The table definition is created during the database design and is reviewed and modified during the SQL statement optimization.
Selecting a Storage Model
During database design, some key factors about table design will greatly affect the subsequent query performance of the database. Table design affects data storage as well. A good table design reduces I/O operations and minimizes memory usage, improving the query performance.
Selecting a model for table storage is the first step of table definition. Select a proper storage model for your service based on the following table:
Using Partial Cluster Keys (PCKs)
PCK is a column-store technology. It can minimize or maximize sparse indexes to quickly filter base tables. PCKs can be used to specify multiple columns. However, it is recommended that a maximum of two columns be specified. Use the following principles to specify PCKs:
- The specified PCKs must be restricted by simple expressions in base tables. Such constraints are usually represented by col op const, in which col indicates the column name, op indicates operators (including =, >, >=, <=, and <), and const indicates constants.
- Select columns that are frequently selected (to filter much more undesired data) in simple expressions.
- List the most frequently selected columns at the top.
- List the columns of the enumerated type at the top.
Using Partitioned Tables
Partitioned tables split what is logically one table into smaller physical blocks based on a specific scheme. The table based on the logic is called a partitioned table, and each physical block is called a partition. A partitioned table is a logical table and does not store data. Data is actually stored in partitions. A partitioned table has the following advantages over an ordinary table:
High query performance: You can specify partitions when querying partitioned tables, improving query efficiency.

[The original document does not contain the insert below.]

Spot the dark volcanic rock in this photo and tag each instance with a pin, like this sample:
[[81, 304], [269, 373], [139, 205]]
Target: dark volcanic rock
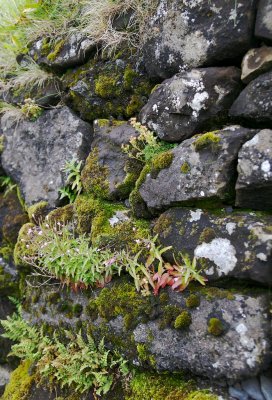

High availability: If a certain partition in a partitioned table is faulty, data in the other partitions is still available.

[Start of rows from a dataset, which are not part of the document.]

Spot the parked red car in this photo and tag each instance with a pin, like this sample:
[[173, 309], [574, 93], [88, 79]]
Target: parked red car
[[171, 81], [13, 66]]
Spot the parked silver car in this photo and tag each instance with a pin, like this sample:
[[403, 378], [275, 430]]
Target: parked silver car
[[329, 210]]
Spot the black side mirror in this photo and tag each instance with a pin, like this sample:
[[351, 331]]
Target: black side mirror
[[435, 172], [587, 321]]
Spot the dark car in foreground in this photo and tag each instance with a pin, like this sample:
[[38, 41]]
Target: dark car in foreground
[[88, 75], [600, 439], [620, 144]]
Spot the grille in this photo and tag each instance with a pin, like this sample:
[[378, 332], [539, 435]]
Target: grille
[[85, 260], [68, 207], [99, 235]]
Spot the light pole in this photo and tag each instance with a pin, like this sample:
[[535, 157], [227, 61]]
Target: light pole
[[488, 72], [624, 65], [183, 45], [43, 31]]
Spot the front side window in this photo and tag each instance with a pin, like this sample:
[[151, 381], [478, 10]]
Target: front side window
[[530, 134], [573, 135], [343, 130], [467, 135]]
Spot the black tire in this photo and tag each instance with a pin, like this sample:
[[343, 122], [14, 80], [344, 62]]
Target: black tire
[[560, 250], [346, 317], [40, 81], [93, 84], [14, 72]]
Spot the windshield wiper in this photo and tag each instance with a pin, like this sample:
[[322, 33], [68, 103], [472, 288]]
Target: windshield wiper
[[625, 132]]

Easy maintenance: To fix a partitioned table having a faulty partition, you only need to fix the partition.
Partitioned tables supported by the openGauss database are level-1 and level-2 partitioned tables. Level-1 partitioned tables include range partitioned tables, interval partitioned tables, list partitioned tables, and hash partitioned tables. Level-2 partitioned tables include nine combinations of any two of range partitioned tables, list partitioned tables, and hash partitioned tables.
- Range partitioned table: Data within a certain range is mapped to each partition. The range is determined by the partition key specified when the partitioned table is created. This partitioning method is most commonly used. The partition key is usually a date. For example, sales data is partitioned by month.
- Interval partitioned table: a special type of range partitioned tables. Compared with range partitioned tables, interval value definition is added. When no matching partition can be found for an inserted record, a partition can be automatically created based on the interval value.
- List partitioned table: Key values contained in the data are stored in different partitions, and the data is mapped to each partition in sequence. The key values contained in the partitions are specified when the partitioned table is created.
- Hash partitioned table: Data is mapped to each partition based on the internal hash algorithm. The number of partitions is specified when the partitioned table is created.
- Level-2 partitioned table: a partitioned table obtained by randomly combining range partitioning, list partitioning, and hash partitioning. Both level-1 and level-2 partitions can be defined in the preceding three ways.
Selecting a Data Type
Efficient data types include the following:
Select data types that facilitate data calculation.
Generally, the calculation of integers (including common comparison calculations, such as =, >, <, ≥, ≤, and ≠ and GROUP BY) is more efficient than that of strings and floating point numbers. For example, if you need to perform a point query on a column-store table whose numeric column is used as a filter criterion, the query will take over 10s. If you change the data type from NUMERIC to INT, the query will be reduced to about 1.8s.
Select data types with a short length.
Data types with a short length reduce both the data file size and the memory used for computing, improving the I/O and computing performance. For example, use SMALLINT instead of INT, and INT instead of BIGINT.
Use the same data type for a join.
You are advised to use the same data type for a join. To join columns with different data types, the database needs to convert them to the same type, which leads to additional performance overheads.